Trying to understand complexity of quick sort

Trying to understand complexity of quick sort - java

I understand worst case happens when the pivot is the smallest or the largest element. Then one of the partition is empty and we repeat the recursion for N-1 elements
But how it is calculated to O(N^2)
I have read couple of articles still not able to understand it fully.
Similarly, best case is when the pivot is the median of the array and the left and right part are of the same size. But, then how the value O(NlogN) is calculated

I understand worst case happens when the pivot is the smallest or the largest element. Then one of the partition is empty and we repeat the recursion for N-1 elements.
So, imagine that you repeatedly pick the worst pivot; i.e. in the N-1 case one partition is empty and you recurse with N-2 elements, then N-3, and so on until you get to 1.
The sum of N-1 + N-2 + ... + 1 is (N * (N - 1)) / 2. (Students typically learn this in high-school maths these days ...)
O(N(N-1)/2) is the same as O(N^2). You can deduce this from first principles from the mathematical definition of Big-O notation.
Similarly, best case is when the pivot is the median of the array and the left and right part are of the same size. But, then how the value O(NlogN) is calculated.
That is a bit more complicated.
Think of the problem as a tree:
At the top level, you split the problem into two equal-sized sub problems, and move N objects into their correct partitions.
At the 2nd level. you split the two sub-problems into four sub-sub-problems, and in 2 problems you move N/2 objects into their correct partitions, for a total of N objects moved.
At the bottom level you have N/2 sub-problems of size 2 which you (notionally) split into N problems of size 1, again copying N objects.
Clearly, at each level you move N objects. The height of the tree for a problem of size N is log2N. So ... there are N * log2N object moves; i.e. O(N * log2)
But log2N is logeN * loge2. (High-school maths, again.)
So O(Nlog2N) is O(NlogN)

Little correction to your statement:
I understand worst case happens when the pivot is the smallest or the largest element.
Actually, the worst case happens when each successive pivots are the smallest or the largest element of remaining partitioned array.
To better understand the worst case: Think about an already sorted array, which you may be trying to sort.
You select first element as first pivot. After comparing the rest of the array, you would find that the n-1 elements still are on the other end (rightside) and the first element remains at the same position, which actually totally beats the purpose of partitioning. These steps you would keep repeating till the last element with the same effect, which in turn would account for (n-1 + n-2 + n-3 + ... + 1) comparisons, and that sums up to (n*(n-1))/2 comparisons. So,
O(n*(n-1)/2) = O(n^2) for worst case.
To overcome this problem, it is always recommended to pick up each successive pivots randomly.
I would try to add explanation for average case as well.

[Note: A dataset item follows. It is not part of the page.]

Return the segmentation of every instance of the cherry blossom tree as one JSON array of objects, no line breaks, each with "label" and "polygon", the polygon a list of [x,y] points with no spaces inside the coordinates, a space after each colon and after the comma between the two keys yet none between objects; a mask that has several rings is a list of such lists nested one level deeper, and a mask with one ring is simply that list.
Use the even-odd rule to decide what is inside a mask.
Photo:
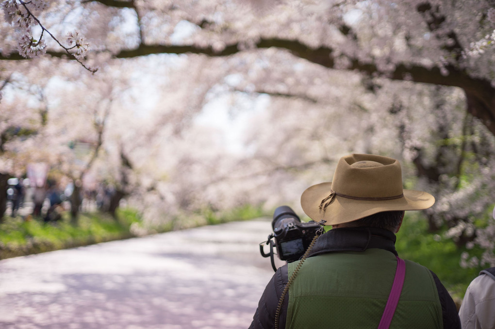
[{"label": "cherry blossom tree", "polygon": [[[33,24],[41,27],[39,40],[20,37],[17,42],[26,57],[48,46],[38,49],[48,30],[31,14],[30,6],[35,12],[59,18],[77,11],[83,14],[71,23],[84,25],[96,53],[121,58],[162,53],[225,56],[276,47],[326,68],[459,87],[466,94],[468,111],[495,133],[492,1],[254,3],[100,0],[47,8],[41,0],[8,0],[2,6],[6,21],[23,30],[23,36]],[[135,27],[129,28],[133,23]],[[87,48],[81,33],[69,35],[68,46],[57,41],[63,51],[55,47],[49,53],[65,56],[74,47],[77,57],[70,58],[79,60]],[[185,34],[181,37],[181,33]],[[13,50],[17,40],[2,49],[2,59],[20,58]]]},{"label": "cherry blossom tree", "polygon": [[[331,179],[340,156],[379,153],[403,161],[408,186],[436,195],[431,229],[446,223],[459,244],[489,250],[493,223],[474,223],[494,202],[493,1],[44,3],[2,2],[0,64],[15,68],[0,76],[44,85],[64,74],[40,67],[71,61],[102,68],[87,72],[88,85],[127,72],[110,76],[131,82],[128,92],[90,96],[118,109],[91,170],[149,220],[283,200],[300,211],[300,192]],[[152,82],[136,77],[144,72]],[[95,91],[79,86],[50,94],[50,106],[101,111],[84,105]],[[227,125],[245,122],[245,136],[228,147],[219,141],[237,132],[208,120],[219,107]]]}]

The best case can derived from the Master theorem. See https://en.wikipedia.org/wiki/Master_theorem for instance, or Cormen, Leiserson, Rivest, and Stein: Introduction to Algorithms for a proof of the theorem.

One way to think of it is the following.
If quicksort makes a poor choice for a pivot, then the pivot induces an unbalanced partition, with most of the elements being on one side of the pivot (either below or above). In an extreme case, you could have, as you suggest, that all elements are below or above the pivot. In that case we can model the time complexity of quicksort with the recurrence T(n)=T(1)+T(n-1)+O(n). However, T(1)=O(1), and we can write out the recurrence T(n)=O(n)+O(n-1)+...+O(1) = O(n^2). (One has to take care to understand what it means to sum Big-Oh terms.)
On the other hand, if quicksort repeatedly makes good pivot choices, then those pivots induce balanced partitions. In the best case, about half the elements will be below the pivot, and about half the elements above the pivot. This means we recurse on two subarrays of roughly equal sizes. The recurrence then becomes T(n)=T(n/2)+T(n/2)+O(n) = 2T(n/2)+O(n). (Here, too, one must take care about rounding the n/2 if one wants to be formal.) This solves to T(n)=O(n log n).
The intuition for the last paragraph is that we compute the relative position of the pivot in the sorted order without actually sorting the whole array. We can then compute the relative position of the pivot in the below subarray without having to worry about the elements from the above subarray; similarly for the above subarray.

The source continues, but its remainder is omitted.